Tuesday, 18 May 2021

Joint Oireachtas Committee on Agriculture, Food and the Marine

Farm Plastics Recycling: Discussion

Photo of Michael FitzmauriceMichael Fitzmaurice (Roscommon-Galway, Independent) | Oireachtas source

I thank the Chair and members for having this matter included on the agenda. I welcome Mr. Fitzgerald. I understand that when the Department initiated the scheme it basically involved farmers paying a deposit upfront and they were to get a refund. Can Mr. Fitzgerald confirm that was the basis on which the scheme was set up? Farmers paid €5, €6 or €7 for a roll of plastic and they were supposed to get their money back when they brought the plastic back.

I also understand that the Department, with a stroke of a pen, changed green waste to amber and that caused a major problem. Green waste can be disposed of free of charge in other countries. I would like confirmation of that.

I understand there is something called a trammelling machine - I may have named it incorrectly - which the plastic is pushed through. Does that turn the plastic into green waste? Is it an expensive process?

Figures show that farmers have paid between €1.6 million and €2 million a year upfront for plastic upfront, or rather they paid for it after the companies that brought the plastic in had paid for it. At the end of the day, it is the farmers around the country making bales and silage who are paying for all this plastic. There is also the collection point to be considered. Am I right in saying that most plastics have doubled in weight when they are brought back from farms because they are covered in bits of muck and dirt and that we are looking at a cost of €50 a tonne? That suggests an income of at least €3 million a year for the body overseeing this.

I have done some research in this area. There are systems in place for recycling plastics. Setting up an industry would require machinery costing between €5 million and €6 million. Has anything been done in that regard? Is there an opportunity to undertake this type of endeavour in Ireland and avoid what has happened here?

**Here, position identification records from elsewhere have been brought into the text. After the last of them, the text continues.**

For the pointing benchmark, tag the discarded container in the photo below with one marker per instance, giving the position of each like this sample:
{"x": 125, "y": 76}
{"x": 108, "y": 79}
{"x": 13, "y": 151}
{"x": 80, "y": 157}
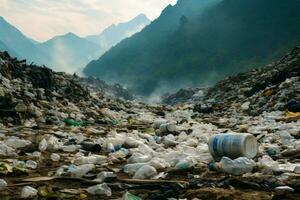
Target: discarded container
{"x": 236, "y": 167}
{"x": 233, "y": 146}
{"x": 3, "y": 184}
{"x": 168, "y": 127}
{"x": 159, "y": 122}
{"x": 55, "y": 157}
{"x": 71, "y": 122}
{"x": 129, "y": 196}
{"x": 80, "y": 171}
{"x": 100, "y": 189}
{"x": 145, "y": 172}
{"x": 28, "y": 192}
{"x": 104, "y": 175}
{"x": 88, "y": 146}
{"x": 110, "y": 148}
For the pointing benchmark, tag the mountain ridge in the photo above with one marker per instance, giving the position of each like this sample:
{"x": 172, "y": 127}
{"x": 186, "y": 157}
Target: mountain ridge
{"x": 200, "y": 48}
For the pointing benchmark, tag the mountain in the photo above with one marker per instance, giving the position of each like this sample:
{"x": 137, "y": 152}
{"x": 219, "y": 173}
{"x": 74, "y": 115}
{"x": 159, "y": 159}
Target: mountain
{"x": 69, "y": 52}
{"x": 199, "y": 43}
{"x": 116, "y": 33}
{"x": 3, "y": 47}
{"x": 16, "y": 41}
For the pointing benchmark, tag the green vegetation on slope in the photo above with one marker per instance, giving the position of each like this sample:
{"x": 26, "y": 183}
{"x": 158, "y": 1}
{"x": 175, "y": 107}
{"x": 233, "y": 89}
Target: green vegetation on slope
{"x": 192, "y": 43}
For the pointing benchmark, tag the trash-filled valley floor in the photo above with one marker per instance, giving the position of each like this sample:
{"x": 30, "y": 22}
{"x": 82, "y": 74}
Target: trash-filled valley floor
{"x": 63, "y": 139}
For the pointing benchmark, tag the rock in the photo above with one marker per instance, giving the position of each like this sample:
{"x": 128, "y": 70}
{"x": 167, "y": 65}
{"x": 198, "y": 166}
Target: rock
{"x": 3, "y": 184}
{"x": 100, "y": 190}
{"x": 283, "y": 189}
{"x": 245, "y": 106}
{"x": 28, "y": 192}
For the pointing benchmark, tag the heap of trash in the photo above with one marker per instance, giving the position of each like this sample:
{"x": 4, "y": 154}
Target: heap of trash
{"x": 62, "y": 139}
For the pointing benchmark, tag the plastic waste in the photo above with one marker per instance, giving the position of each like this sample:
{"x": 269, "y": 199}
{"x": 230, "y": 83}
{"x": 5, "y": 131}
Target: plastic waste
{"x": 55, "y": 157}
{"x": 6, "y": 150}
{"x": 100, "y": 189}
{"x": 70, "y": 148}
{"x": 145, "y": 172}
{"x": 80, "y": 171}
{"x": 132, "y": 143}
{"x": 157, "y": 123}
{"x": 43, "y": 145}
{"x": 236, "y": 167}
{"x": 3, "y": 184}
{"x": 28, "y": 192}
{"x": 31, "y": 164}
{"x": 110, "y": 148}
{"x": 185, "y": 163}
{"x": 101, "y": 177}
{"x": 283, "y": 189}
{"x": 16, "y": 142}
{"x": 94, "y": 159}
{"x": 71, "y": 122}
{"x": 233, "y": 146}
{"x": 167, "y": 128}
{"x": 286, "y": 138}
{"x": 267, "y": 163}
{"x": 129, "y": 196}
{"x": 87, "y": 146}
{"x": 131, "y": 169}
{"x": 139, "y": 158}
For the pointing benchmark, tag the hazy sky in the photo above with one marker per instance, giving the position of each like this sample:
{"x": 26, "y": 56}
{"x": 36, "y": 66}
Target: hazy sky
{"x": 43, "y": 19}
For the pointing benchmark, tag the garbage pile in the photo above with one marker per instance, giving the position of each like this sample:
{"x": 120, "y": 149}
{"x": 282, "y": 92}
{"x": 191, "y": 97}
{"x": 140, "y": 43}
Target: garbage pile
{"x": 111, "y": 91}
{"x": 32, "y": 95}
{"x": 189, "y": 95}
{"x": 92, "y": 147}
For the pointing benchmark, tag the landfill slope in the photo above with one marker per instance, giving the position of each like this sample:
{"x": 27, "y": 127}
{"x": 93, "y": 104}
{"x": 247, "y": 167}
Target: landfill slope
{"x": 62, "y": 137}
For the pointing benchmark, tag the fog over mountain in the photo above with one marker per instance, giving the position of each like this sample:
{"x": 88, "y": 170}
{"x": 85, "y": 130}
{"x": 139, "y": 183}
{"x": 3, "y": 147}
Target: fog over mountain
{"x": 200, "y": 42}
{"x": 69, "y": 52}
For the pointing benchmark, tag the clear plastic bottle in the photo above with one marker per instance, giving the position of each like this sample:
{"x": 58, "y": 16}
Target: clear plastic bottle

My understanding from photographs I have seen is that large stockpiles of last year's plastic are being held by the people accredited with collection. Mr. Fitzgerald may not know that. What will be the outcome of that? Is it correct that between 10,000 and 14,000 tonnes of this waste is stuck in the hands of private individuals around the country? Chaos is about to occur because the Department is not doing anything to try to resolve this issue. Everything I have seen suggests this is like a closed shop.